Rapid Effects of MDMA Administration on Self-Reported Personality Traits and Affect State: A Randomized, Placebo-Controlled Trial in Healthy Adults
This pre-registered randomised placebo-controlled study (n=34) investigates the effects of MDMA (100mg) administration on personality traits and affective states in healthy adults. While no statistical significance was found for the primary hypotheses, medium effect sizes were observed for increased Openness (d = 0.79) and Positive Affect (d = 0.51) 48 hours after MDMA administration compared to placebo.
Authors
- Katharine Dunlop
- Boadie Dunlop
- Jessica Maples-Keller
Published
Abstract
3,4-methylenedioxymethamphetamine (MDMA) assisted therapy has been shown to be a safe and effective treatment for PTSD and emerging research suggests a change in personality traits may be a factor in treatment response. Most prior research on MDMA and personality has focused on cross-sectional comparisons of MDMA users and non-users; as such, well-controlled research assessing personality and affective states change following MDMA vs placebo administration is needed. In the current pre-registered study, we investigated the impact of MDMA administration on five-factor model (FFM) traits and affective states before and 48 h after drug administration in a randomized, placebo-controlled study of healthy adults (N = 34). Statistical significance was not observed for the four a priori hypotheses; however, medium effect sizes were found between MDMA administration and trait Openness and Positive Affect 48 h following drug administration, compared to placebo (d = .79 and .51, respectively). This study provides initial results to help guide future well-powered studies with large samples and longer follow-up timepoints to continue to investigate how MDMA impacts personality and emotional experience, which may inform optimization of MDMA treatment approaches.

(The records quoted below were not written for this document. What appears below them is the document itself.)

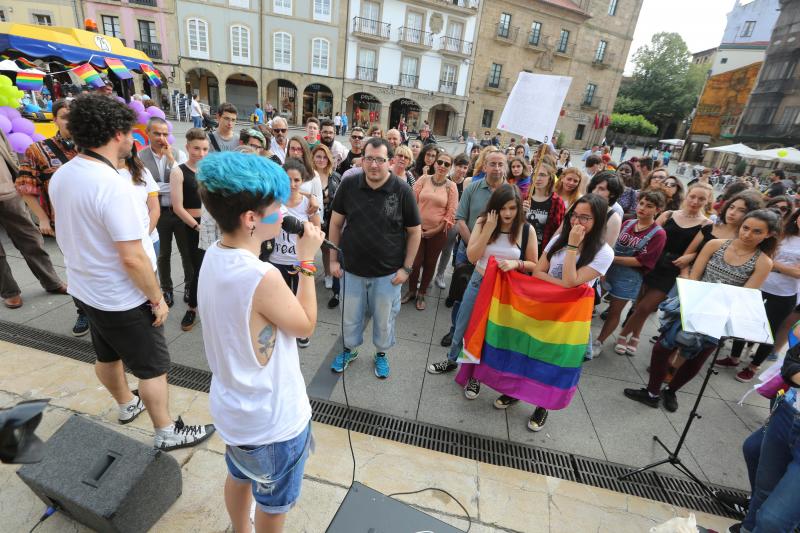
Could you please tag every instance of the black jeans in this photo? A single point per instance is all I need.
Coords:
(168, 225)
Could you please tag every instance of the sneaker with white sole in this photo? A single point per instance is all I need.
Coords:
(129, 413)
(182, 436)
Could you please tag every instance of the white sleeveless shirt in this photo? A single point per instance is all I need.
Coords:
(250, 404)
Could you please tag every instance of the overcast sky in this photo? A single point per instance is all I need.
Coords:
(700, 23)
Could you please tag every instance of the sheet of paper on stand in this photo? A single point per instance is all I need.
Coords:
(534, 105)
(720, 310)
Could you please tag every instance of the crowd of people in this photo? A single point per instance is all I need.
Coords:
(398, 212)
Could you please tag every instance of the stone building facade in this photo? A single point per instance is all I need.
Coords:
(588, 40)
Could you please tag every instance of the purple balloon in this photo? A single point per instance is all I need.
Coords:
(19, 142)
(22, 125)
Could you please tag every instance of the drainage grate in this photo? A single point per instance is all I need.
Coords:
(652, 485)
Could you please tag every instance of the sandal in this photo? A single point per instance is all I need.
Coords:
(407, 297)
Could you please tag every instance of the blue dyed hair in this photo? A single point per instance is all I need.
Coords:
(232, 183)
(229, 173)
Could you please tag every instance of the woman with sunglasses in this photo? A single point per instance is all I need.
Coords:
(780, 291)
(681, 227)
(437, 198)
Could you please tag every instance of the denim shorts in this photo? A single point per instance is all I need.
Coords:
(275, 470)
(623, 283)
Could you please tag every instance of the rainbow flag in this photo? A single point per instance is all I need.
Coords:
(29, 81)
(152, 77)
(88, 75)
(118, 68)
(528, 337)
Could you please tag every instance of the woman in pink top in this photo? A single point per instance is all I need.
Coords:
(437, 198)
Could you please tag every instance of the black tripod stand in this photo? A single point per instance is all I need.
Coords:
(673, 456)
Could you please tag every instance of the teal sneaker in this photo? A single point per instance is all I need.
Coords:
(381, 365)
(342, 360)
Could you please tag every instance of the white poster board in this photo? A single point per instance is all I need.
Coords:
(534, 105)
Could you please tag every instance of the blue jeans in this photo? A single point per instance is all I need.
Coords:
(775, 504)
(366, 298)
(464, 313)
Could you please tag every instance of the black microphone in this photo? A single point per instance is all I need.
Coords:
(293, 226)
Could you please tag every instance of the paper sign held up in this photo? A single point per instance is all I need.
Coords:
(534, 105)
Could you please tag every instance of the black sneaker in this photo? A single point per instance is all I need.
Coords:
(504, 402)
(442, 367)
(670, 400)
(189, 320)
(447, 340)
(537, 420)
(81, 326)
(183, 436)
(642, 396)
(472, 389)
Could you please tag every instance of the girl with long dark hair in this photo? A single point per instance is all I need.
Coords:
(501, 232)
(577, 255)
(740, 262)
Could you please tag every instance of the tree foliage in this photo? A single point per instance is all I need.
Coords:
(665, 83)
(633, 124)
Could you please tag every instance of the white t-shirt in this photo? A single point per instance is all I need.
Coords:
(285, 250)
(781, 284)
(95, 210)
(143, 191)
(602, 260)
(250, 404)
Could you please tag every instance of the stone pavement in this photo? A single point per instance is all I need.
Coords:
(497, 498)
(600, 423)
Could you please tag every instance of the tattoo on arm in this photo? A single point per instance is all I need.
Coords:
(266, 343)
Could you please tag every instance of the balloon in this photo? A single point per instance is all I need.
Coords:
(19, 142)
(22, 125)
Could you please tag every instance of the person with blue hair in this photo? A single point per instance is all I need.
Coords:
(251, 320)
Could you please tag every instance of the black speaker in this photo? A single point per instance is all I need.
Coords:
(103, 479)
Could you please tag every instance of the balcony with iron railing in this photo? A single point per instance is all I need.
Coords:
(447, 86)
(153, 50)
(591, 102)
(366, 73)
(496, 83)
(455, 47)
(537, 41)
(604, 60)
(369, 29)
(408, 81)
(506, 34)
(414, 37)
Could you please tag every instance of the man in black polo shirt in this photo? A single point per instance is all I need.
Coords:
(379, 243)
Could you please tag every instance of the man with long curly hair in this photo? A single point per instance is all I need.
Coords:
(111, 266)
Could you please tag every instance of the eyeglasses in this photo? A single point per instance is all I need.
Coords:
(583, 219)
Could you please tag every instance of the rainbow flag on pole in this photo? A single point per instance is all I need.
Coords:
(118, 68)
(29, 80)
(152, 77)
(88, 75)
(527, 337)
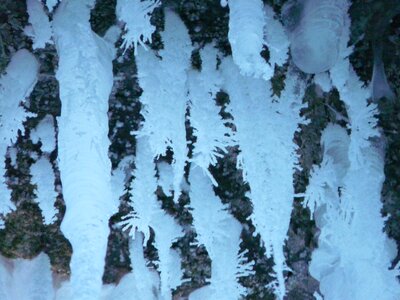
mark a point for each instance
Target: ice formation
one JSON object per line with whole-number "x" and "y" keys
{"x": 40, "y": 29}
{"x": 45, "y": 133}
{"x": 86, "y": 78}
{"x": 141, "y": 283}
{"x": 147, "y": 213}
{"x": 267, "y": 155}
{"x": 212, "y": 137}
{"x": 275, "y": 38}
{"x": 316, "y": 39}
{"x": 25, "y": 279}
{"x": 220, "y": 233}
{"x": 15, "y": 86}
{"x": 246, "y": 36}
{"x": 43, "y": 176}
{"x": 164, "y": 86}
{"x": 136, "y": 14}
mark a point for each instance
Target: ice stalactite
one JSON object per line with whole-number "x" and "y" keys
{"x": 136, "y": 14}
{"x": 371, "y": 250}
{"x": 26, "y": 279}
{"x": 212, "y": 137}
{"x": 216, "y": 228}
{"x": 40, "y": 29}
{"x": 42, "y": 170}
{"x": 220, "y": 233}
{"x": 45, "y": 133}
{"x": 315, "y": 41}
{"x": 86, "y": 78}
{"x": 51, "y": 4}
{"x": 141, "y": 283}
{"x": 360, "y": 203}
{"x": 275, "y": 38}
{"x": 15, "y": 86}
{"x": 43, "y": 176}
{"x": 265, "y": 130}
{"x": 379, "y": 84}
{"x": 246, "y": 36}
{"x": 147, "y": 213}
{"x": 164, "y": 96}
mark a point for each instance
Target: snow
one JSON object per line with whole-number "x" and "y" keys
{"x": 346, "y": 204}
{"x": 246, "y": 36}
{"x": 212, "y": 136}
{"x": 267, "y": 155}
{"x": 19, "y": 279}
{"x": 346, "y": 193}
{"x": 43, "y": 176}
{"x": 15, "y": 85}
{"x": 149, "y": 214}
{"x": 136, "y": 15}
{"x": 220, "y": 233}
{"x": 275, "y": 38}
{"x": 142, "y": 282}
{"x": 165, "y": 177}
{"x": 51, "y": 4}
{"x": 315, "y": 41}
{"x": 164, "y": 86}
{"x": 379, "y": 84}
{"x": 323, "y": 81}
{"x": 86, "y": 78}
{"x": 45, "y": 133}
{"x": 40, "y": 29}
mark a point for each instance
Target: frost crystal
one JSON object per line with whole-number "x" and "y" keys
{"x": 246, "y": 36}
{"x": 15, "y": 86}
{"x": 136, "y": 14}
{"x": 315, "y": 41}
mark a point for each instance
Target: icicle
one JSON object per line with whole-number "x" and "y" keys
{"x": 360, "y": 271}
{"x": 220, "y": 233}
{"x": 40, "y": 29}
{"x": 149, "y": 214}
{"x": 315, "y": 41}
{"x": 164, "y": 95}
{"x": 356, "y": 220}
{"x": 246, "y": 36}
{"x": 86, "y": 78}
{"x": 43, "y": 176}
{"x": 45, "y": 133}
{"x": 15, "y": 86}
{"x": 213, "y": 137}
{"x": 265, "y": 130}
{"x": 323, "y": 81}
{"x": 25, "y": 279}
{"x": 136, "y": 14}
{"x": 51, "y": 4}
{"x": 141, "y": 283}
{"x": 379, "y": 84}
{"x": 275, "y": 38}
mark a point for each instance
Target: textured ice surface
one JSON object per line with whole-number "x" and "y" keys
{"x": 136, "y": 15}
{"x": 45, "y": 133}
{"x": 40, "y": 29}
{"x": 265, "y": 127}
{"x": 164, "y": 86}
{"x": 15, "y": 85}
{"x": 246, "y": 36}
{"x": 315, "y": 41}
{"x": 149, "y": 214}
{"x": 212, "y": 136}
{"x": 43, "y": 176}
{"x": 220, "y": 233}
{"x": 86, "y": 78}
{"x": 25, "y": 279}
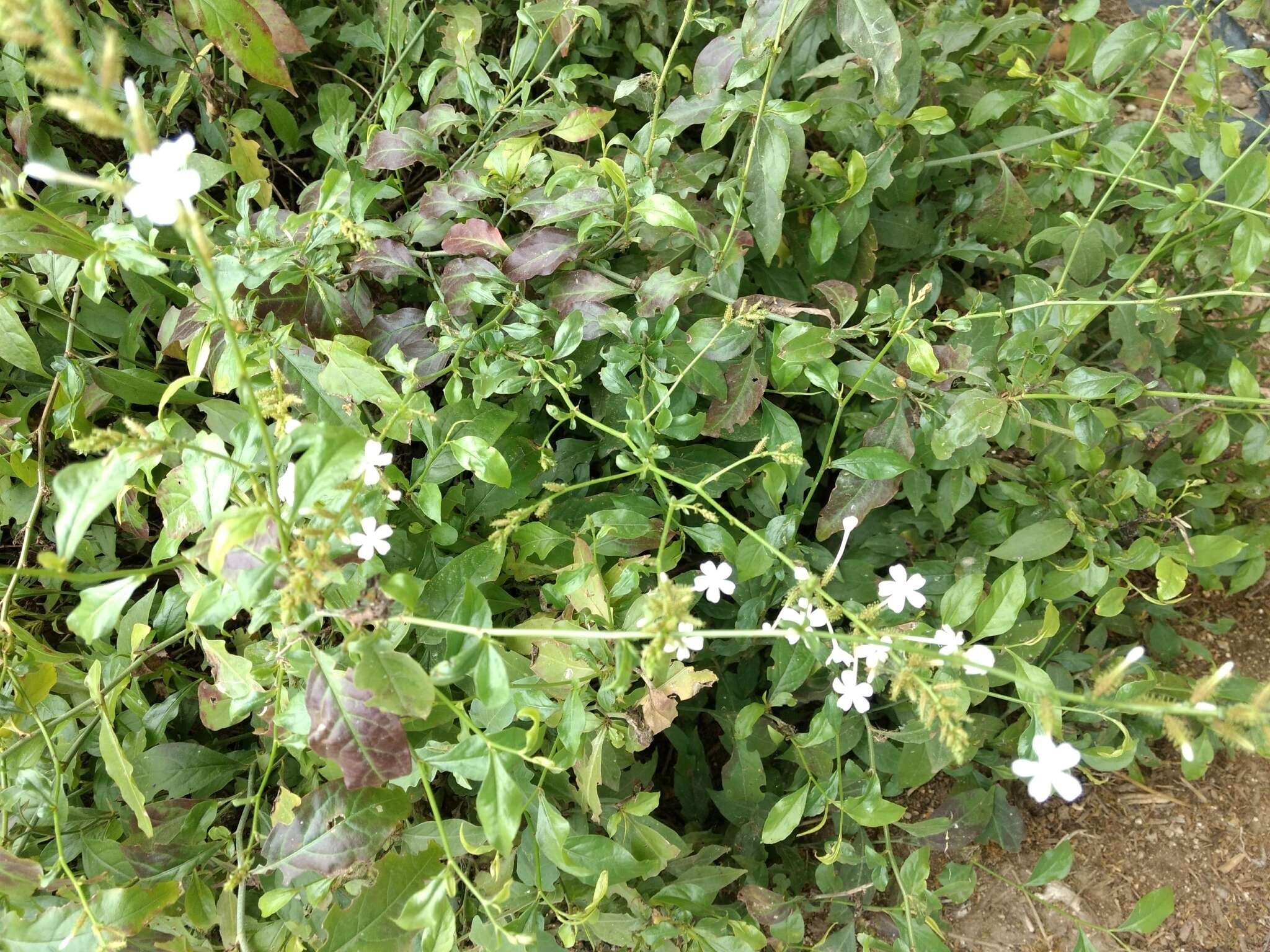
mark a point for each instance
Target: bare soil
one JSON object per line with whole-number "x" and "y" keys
{"x": 1208, "y": 839}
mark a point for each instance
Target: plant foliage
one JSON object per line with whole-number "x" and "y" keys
{"x": 432, "y": 535}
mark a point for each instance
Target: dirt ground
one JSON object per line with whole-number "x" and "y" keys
{"x": 1208, "y": 839}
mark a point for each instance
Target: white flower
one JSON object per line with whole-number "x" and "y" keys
{"x": 982, "y": 656}
{"x": 948, "y": 640}
{"x": 851, "y": 692}
{"x": 714, "y": 580}
{"x": 901, "y": 588}
{"x": 287, "y": 485}
{"x": 1048, "y": 774}
{"x": 815, "y": 616}
{"x": 373, "y": 539}
{"x": 841, "y": 655}
{"x": 849, "y": 524}
{"x": 685, "y": 644}
{"x": 164, "y": 186}
{"x": 373, "y": 459}
{"x": 874, "y": 655}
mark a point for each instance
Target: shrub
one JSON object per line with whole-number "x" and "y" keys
{"x": 531, "y": 475}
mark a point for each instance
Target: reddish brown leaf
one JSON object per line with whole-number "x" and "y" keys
{"x": 368, "y": 744}
{"x": 541, "y": 252}
{"x": 746, "y": 389}
{"x": 475, "y": 236}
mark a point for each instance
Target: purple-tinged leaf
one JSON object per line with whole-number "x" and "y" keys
{"x": 541, "y": 252}
{"x": 466, "y": 281}
{"x": 568, "y": 206}
{"x": 333, "y": 829}
{"x": 716, "y": 64}
{"x": 842, "y": 296}
{"x": 746, "y": 387}
{"x": 390, "y": 259}
{"x": 475, "y": 236}
{"x": 408, "y": 330}
{"x": 858, "y": 496}
{"x": 662, "y": 288}
{"x": 401, "y": 150}
{"x": 584, "y": 291}
{"x": 368, "y": 744}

Research Summary of 'Rapid Effects of MDMA Administration on Self-Reported Personality Traits and Affect State: A Randomized, Placebo-Controlled Trial in Healthy Adults'
Introduction
Maples-Keller and colleagues situate their study within growing interest in MDMA as a psychotherapeutic adjunct and a literature on serotonergic psychedelics producing lasting changes in personality and affect. Earlier research has shown that classic psychedelics (for example, psilocybin and LSD) can increase Five-Factor Model (FFM) Openness and sometimes decrease Neuroticism or increase Extraversion, often assessed months to a year after administration. By contrast, controlled trials specifically testing MDMA’s effects on personality and affect in healthy adults are limited; much prior work has relied on cross-sectional comparisons of recreational users and non-users or clinical samples receiving psychotherapy alongside drug administration, leaving uncertainty about MDMA’s independent, short-term impact on trait and state measures. This pre-registered, secondary analysis tests whether a single 100 mg dose of MDMA, administered in a randomised, placebo-controlled laboratory trial of psychiatrically and medically healthy adults (N = 34), produces rapid changes in FFM domains and affective state at approximately 48 hours post-administration. The investigators specified four directional hypotheses: MDMA (versus placebo) would produce greater decreases in Neuroticism and Negative Affect, and greater increases in Openness and Positive Affect. The study aims to characterise short-term personality and affective shifts that could plausibly operate as mechanisms in MDMA-assisted psychotherapy and to provide effect-size estimates for future work.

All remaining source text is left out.